Show that $E[f(X_1,X_2)\mid \mathcal{F}_n]=\frac{2}{n(n-1)}\sum_{ 1 \leq p<q \leq n}f(X_p,X_q)$

conditional-expectationmartingalesprobability theorystochastic-processes

Let $(X_k)_k$ be a sequence of i.i.d random variables and $f:\mathbb{R}^2 \to \mathbb{R}$ be a measurable function such that $f(X_1,X_2) \in L^1$ and for every $(x,y) \in \mathbb{R}^2,f(x,y)=f(y,x).$ Let for $n \geq 2,Y_n=\frac{2}{n(n-1)}\sum_{ 1 \leq p<q \leq n}f(X_p,X_q)$ and $\mathcal{F}_n=\sigma(Y_n,Y_{n+1},…)$.

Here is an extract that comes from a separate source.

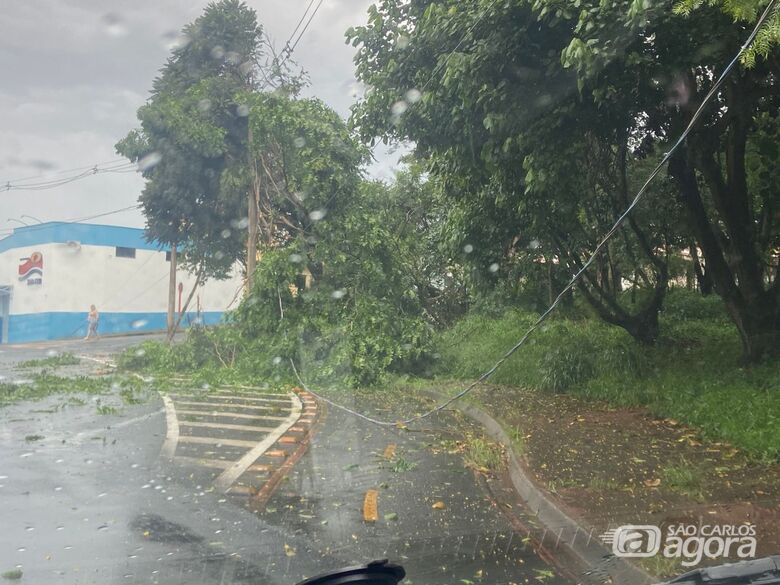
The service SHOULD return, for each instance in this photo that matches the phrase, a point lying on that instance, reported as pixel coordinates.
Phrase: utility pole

Show that for $n \geq 2, Y_n=E[f(X_1,X_2)\mid \mathcal{F}_n].$

We have that

\begin{align}
\sum_{1 \leq p<q \leq n}f(X_p,X_q)&=E\left[\sum_{1 \leq p<q \leq n}f(X_p,X_q)\mid Y_n \right]
\\&=\sum_{1 \leq p <q \leq n}E [f(X_p,X_q)\mid Y_n ]
\\&=\sum_{1 \leq p<q \leq n}E [f(X_1,X_2)\mid Y_n ]
\\&=\frac{n(n-1)}{2}E [f(X_1,X_2)\mid Y_n ]
\end{align}

which is true since for $1 \leq p < q \leq n, P_{(X_p,X_q,U_n)}=P_{(X_1,X_2,U_n)}.$

How to verify that $Y_n=E[f(X_1,X_2)\mid \mathcal{F}_n ]$ ?

Best Answer

Since the $\sigma$- algebra $\mathcal{F}_{n}$ is generated by sets of the form $\{Y_{n}\in{A_{n}}, Y_{n+1}\in{A_{n+1}}, ..., Y_{n+k}\in{A_{n+k}}\}$ where $A_{n}, A_{n+1}, ..., A_{n+k}$ are Borel subsets of $\mathbb{R}$, to verify that $\mathbb{E}(f(X_{1},X_{2})|\mathcal{F}_{n})=Y_{n}$, it suffices to show that:

$$\int_{Y_{n}\in{A_{n}}, Y_{n+1}\in{A_{n+1}}, ..., Y_{n+k}\in{A_{n+k}}} f(X_{1},X_{2})d\mathbb{P}=\int_{Y_{n}\in{A_{n}}, Y_{n+1}\in{A_{n+1}}, ..., Y_{n+k}\in{A_{n+k}}} Y_{n}d\mathbb{P}$$

To this effect, notice that the values of $Y_{n}, Y_{n+1}, Y_{n+2}, ...$ are invariant under permutation of $X_{1}, X_{2}, ..., X_{n}$. Thus:

$$ \int_{Y_{n}\in{A_{n}}, Y_{n+1}\in{A_{n+1}}, ..., Y_{n+k}\in{A_{n+k}}} f(X_{1},X_{2})d\mathbb{P}=\int_{Y_{n}\in{A_{n}}, Y_{n+1}\in{A_{n+1}}, ..., Y_{n+k}\in{A_{n+k}}} f(X_{i},X_{j})d\mathbb{P}$$

for any choice of $i,j$ such that $1\leq{i}<j\leq{n}$. Summing over all such $i$ and $j$ on both sides of the equation above and then dividing by $\frac{n(n-1)}{2}$ then gives us the desired result.